Autor: Camila Cano*
Negro, negro mío,
las digestiones comenzaron tarde.
Lo presentí cuando en el estómago se te clavaron las cicatrices.
¡Cuánta enfermedad llevabas ese día!
La cara se sembraba en el olvido,
poco a poco se desvanecía
y la luz,
que para mí no había terminado,
te alumbraba los pequeños dedos.
Revuelco los rincones de ser madre
para tener el poder de abrigarte en la vida
y que la muerte
se vaya consternada por sus malos pasos.
No olvides las cortinas del verano,
las palomas que van en busca de la impureza del alma
y el bolsillo que se cose para evitar la escasez.
Negro, negro mío,
niño de alma y no de carne.
¿Alimentas el cuerpo de esperanzas ciegas?
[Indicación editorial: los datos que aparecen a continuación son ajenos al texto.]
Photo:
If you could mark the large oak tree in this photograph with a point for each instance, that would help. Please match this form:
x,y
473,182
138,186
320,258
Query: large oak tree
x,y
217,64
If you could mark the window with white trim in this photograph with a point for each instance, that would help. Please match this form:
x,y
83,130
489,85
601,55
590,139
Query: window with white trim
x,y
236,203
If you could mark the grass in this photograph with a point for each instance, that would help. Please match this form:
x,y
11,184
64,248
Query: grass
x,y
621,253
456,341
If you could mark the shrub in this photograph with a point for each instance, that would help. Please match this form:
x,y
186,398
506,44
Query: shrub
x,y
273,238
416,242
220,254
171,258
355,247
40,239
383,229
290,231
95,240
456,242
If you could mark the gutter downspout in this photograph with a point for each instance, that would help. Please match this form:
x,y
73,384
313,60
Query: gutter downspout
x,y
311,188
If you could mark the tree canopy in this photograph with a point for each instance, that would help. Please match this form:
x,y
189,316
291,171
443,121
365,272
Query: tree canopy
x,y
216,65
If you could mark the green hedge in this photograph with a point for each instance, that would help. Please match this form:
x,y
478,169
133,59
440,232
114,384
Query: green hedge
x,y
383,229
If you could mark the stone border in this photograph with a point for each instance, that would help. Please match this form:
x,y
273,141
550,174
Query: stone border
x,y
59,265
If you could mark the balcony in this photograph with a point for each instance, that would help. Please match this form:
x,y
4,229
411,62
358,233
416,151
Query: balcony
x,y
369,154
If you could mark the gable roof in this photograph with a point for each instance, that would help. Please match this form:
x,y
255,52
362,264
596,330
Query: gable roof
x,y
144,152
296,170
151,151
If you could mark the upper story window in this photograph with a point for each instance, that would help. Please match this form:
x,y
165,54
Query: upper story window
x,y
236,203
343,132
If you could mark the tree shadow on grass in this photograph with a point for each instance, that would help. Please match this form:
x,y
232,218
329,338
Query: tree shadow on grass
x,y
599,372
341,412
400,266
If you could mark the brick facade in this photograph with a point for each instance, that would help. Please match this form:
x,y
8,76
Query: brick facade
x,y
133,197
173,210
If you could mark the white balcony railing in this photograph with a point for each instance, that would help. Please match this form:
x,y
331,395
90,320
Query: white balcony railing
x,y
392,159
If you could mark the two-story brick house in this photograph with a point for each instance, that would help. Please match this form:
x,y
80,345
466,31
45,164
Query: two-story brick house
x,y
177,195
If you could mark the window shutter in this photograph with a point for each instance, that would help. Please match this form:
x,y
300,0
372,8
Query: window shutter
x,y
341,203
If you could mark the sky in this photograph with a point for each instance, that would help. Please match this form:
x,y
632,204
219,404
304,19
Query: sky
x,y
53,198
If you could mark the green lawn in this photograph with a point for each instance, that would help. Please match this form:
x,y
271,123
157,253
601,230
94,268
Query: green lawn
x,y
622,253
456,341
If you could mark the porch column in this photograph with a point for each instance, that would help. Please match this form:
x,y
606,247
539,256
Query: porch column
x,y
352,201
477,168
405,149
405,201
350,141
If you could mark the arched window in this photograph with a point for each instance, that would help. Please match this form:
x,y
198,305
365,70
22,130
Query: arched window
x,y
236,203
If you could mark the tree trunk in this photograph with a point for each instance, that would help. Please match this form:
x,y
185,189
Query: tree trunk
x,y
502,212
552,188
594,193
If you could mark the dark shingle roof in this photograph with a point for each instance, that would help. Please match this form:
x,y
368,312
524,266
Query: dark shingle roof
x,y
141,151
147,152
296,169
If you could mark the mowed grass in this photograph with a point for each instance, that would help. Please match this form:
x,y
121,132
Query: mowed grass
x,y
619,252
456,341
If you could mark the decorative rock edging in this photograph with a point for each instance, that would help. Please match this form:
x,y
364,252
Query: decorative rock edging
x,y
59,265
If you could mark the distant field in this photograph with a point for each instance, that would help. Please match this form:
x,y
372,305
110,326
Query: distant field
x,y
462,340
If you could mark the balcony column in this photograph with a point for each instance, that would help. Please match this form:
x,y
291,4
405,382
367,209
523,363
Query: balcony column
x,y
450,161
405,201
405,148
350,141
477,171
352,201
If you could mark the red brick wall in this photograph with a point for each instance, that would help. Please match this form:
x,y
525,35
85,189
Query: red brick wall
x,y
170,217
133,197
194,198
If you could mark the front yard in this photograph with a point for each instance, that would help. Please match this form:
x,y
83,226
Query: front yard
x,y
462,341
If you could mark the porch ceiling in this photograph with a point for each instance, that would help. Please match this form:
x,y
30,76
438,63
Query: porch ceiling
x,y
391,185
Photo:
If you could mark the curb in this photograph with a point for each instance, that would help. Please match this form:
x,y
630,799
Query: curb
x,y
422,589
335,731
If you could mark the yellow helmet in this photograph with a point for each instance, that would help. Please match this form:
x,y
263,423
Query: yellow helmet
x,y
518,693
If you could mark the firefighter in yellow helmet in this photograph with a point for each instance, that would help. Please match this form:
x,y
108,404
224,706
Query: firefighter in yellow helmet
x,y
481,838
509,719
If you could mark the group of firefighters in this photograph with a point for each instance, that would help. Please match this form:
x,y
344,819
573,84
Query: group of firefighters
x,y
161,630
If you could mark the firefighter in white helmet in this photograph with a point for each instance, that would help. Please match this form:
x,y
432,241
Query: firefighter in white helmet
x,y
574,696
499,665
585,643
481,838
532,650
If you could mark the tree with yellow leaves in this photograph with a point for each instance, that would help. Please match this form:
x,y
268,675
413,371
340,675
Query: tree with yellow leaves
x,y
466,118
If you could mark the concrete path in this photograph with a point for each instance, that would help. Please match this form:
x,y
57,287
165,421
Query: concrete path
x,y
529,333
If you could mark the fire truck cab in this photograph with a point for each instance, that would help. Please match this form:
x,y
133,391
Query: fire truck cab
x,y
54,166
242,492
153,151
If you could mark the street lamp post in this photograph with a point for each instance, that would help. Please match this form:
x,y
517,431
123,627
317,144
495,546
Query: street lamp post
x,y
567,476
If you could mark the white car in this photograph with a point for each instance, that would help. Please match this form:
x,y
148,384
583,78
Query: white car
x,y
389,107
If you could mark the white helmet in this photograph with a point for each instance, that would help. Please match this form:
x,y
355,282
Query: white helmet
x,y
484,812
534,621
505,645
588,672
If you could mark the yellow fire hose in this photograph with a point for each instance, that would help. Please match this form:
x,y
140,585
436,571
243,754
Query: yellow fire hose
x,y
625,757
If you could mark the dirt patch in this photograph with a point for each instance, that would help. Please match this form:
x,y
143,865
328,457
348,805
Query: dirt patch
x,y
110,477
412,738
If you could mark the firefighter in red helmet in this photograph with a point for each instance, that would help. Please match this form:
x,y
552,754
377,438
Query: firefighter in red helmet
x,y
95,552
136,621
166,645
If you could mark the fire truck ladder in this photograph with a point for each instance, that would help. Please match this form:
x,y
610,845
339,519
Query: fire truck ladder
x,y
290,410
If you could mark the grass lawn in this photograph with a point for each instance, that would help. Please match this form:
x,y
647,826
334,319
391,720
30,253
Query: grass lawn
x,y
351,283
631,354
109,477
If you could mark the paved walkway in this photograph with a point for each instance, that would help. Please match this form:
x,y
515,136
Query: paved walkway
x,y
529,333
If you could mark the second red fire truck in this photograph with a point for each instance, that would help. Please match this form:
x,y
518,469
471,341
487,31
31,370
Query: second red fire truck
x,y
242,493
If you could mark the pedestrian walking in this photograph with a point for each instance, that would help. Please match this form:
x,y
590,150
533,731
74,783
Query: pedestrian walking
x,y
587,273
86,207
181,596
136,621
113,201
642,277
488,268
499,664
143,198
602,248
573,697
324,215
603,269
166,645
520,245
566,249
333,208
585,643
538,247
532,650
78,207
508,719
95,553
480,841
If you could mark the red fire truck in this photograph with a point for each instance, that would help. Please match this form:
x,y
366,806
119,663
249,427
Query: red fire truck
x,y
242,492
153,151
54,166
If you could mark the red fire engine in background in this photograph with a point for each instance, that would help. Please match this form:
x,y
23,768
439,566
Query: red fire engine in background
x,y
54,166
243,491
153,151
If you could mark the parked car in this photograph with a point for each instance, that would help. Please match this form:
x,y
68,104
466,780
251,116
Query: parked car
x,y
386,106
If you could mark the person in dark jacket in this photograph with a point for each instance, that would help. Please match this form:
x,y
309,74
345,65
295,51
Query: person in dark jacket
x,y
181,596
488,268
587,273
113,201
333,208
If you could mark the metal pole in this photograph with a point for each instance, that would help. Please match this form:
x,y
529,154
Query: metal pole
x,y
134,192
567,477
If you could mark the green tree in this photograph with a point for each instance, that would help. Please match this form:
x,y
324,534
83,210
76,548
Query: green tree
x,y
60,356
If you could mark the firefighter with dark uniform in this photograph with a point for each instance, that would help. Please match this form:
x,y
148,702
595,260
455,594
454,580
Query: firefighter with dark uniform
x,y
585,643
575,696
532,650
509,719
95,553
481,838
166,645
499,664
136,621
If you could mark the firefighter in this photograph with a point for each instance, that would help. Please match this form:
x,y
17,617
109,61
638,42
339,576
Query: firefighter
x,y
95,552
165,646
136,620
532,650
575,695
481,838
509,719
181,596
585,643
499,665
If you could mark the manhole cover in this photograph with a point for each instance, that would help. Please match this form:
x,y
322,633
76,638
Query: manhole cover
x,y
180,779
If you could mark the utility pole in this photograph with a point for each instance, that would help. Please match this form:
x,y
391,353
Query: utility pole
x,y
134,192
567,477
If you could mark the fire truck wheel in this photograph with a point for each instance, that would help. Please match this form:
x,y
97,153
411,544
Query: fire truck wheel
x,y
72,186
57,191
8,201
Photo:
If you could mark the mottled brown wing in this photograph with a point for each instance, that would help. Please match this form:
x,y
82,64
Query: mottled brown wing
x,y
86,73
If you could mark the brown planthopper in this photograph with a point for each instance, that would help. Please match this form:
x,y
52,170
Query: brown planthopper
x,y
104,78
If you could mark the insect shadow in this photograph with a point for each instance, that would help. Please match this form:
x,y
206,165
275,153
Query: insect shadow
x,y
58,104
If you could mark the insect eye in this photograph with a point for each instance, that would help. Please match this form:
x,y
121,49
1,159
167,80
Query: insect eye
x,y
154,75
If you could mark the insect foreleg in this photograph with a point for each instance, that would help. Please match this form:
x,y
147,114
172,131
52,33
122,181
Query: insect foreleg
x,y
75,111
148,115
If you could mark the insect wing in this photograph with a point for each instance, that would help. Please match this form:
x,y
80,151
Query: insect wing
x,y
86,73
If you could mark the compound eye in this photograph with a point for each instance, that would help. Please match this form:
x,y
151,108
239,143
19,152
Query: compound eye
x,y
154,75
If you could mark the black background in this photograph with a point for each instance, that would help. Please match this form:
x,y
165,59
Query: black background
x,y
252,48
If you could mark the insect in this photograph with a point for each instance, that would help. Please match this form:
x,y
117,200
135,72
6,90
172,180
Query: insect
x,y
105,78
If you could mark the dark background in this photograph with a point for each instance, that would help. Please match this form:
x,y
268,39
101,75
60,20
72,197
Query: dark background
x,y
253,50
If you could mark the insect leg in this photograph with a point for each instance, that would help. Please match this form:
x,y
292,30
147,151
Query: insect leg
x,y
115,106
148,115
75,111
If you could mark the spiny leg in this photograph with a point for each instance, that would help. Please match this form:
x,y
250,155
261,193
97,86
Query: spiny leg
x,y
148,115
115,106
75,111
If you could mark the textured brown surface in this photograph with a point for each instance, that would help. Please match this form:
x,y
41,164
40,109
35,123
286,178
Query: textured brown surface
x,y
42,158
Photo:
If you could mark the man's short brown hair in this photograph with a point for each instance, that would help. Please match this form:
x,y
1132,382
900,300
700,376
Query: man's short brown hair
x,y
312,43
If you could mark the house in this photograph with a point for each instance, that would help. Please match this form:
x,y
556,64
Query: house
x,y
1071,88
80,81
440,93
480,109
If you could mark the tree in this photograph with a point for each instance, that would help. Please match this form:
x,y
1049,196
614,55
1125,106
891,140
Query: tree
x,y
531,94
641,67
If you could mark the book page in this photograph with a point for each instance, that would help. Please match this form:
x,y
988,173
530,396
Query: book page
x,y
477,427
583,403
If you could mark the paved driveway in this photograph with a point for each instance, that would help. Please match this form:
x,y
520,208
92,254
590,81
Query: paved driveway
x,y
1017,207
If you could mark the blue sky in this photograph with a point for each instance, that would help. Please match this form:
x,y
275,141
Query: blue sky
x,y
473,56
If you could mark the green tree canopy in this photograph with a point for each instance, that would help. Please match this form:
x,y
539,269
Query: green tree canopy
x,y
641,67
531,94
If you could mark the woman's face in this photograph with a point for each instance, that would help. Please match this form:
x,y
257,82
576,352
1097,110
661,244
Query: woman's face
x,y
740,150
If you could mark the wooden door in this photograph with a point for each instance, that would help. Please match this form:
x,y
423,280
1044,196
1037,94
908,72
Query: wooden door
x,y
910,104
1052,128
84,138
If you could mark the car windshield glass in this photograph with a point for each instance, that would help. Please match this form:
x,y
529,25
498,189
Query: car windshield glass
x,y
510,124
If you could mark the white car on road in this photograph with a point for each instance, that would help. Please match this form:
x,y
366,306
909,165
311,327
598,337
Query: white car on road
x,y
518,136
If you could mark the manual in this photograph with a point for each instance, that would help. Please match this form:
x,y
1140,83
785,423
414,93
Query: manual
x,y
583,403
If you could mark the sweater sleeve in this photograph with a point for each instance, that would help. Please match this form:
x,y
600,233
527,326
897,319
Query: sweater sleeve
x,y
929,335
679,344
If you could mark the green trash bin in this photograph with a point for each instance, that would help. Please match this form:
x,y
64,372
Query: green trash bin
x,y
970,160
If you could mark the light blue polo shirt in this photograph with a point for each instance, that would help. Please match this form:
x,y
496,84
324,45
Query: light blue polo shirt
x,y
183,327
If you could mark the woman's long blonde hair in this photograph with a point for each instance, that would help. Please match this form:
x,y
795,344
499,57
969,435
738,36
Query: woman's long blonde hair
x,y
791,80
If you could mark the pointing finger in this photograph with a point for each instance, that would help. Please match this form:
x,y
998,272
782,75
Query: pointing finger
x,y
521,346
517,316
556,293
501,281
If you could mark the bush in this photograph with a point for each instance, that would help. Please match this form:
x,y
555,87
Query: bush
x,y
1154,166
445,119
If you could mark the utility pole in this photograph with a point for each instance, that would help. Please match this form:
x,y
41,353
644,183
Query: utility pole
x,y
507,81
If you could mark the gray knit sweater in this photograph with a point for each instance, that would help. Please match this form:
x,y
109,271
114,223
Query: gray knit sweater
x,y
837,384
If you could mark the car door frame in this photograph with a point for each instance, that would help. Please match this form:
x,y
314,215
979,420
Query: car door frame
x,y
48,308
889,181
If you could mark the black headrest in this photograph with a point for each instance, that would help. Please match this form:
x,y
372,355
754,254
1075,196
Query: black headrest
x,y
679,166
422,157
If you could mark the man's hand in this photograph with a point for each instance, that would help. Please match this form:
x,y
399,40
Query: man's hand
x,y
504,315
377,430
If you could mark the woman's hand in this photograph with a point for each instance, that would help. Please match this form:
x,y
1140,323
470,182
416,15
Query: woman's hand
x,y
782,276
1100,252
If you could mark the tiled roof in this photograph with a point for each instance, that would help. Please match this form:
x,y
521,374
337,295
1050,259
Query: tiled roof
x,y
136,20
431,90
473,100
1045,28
La soledad está en la habitación que no es habitada.
Se reduce por falta de ojos que la mire.
Tú,
lleno de espíritus,
continúas viviendo más allá de ella.
¿Cómo es posible?
Yo,
que me paso las horas
habitando todo lo que sea necesario
para no recurrir al suelo.
Yo,
que no podría ser muchas ni pocas,
solo una.
Yo,
que debajo de tus pies
continúo llorando la tierra
que no te dejé.
Y tú,
que te vuelves el mar,
que contra las bestias no luchas
y que despacio
retornas al silencio profundo.
Camila Cano: Estudiante del programa en Estudios Literarios, UPB.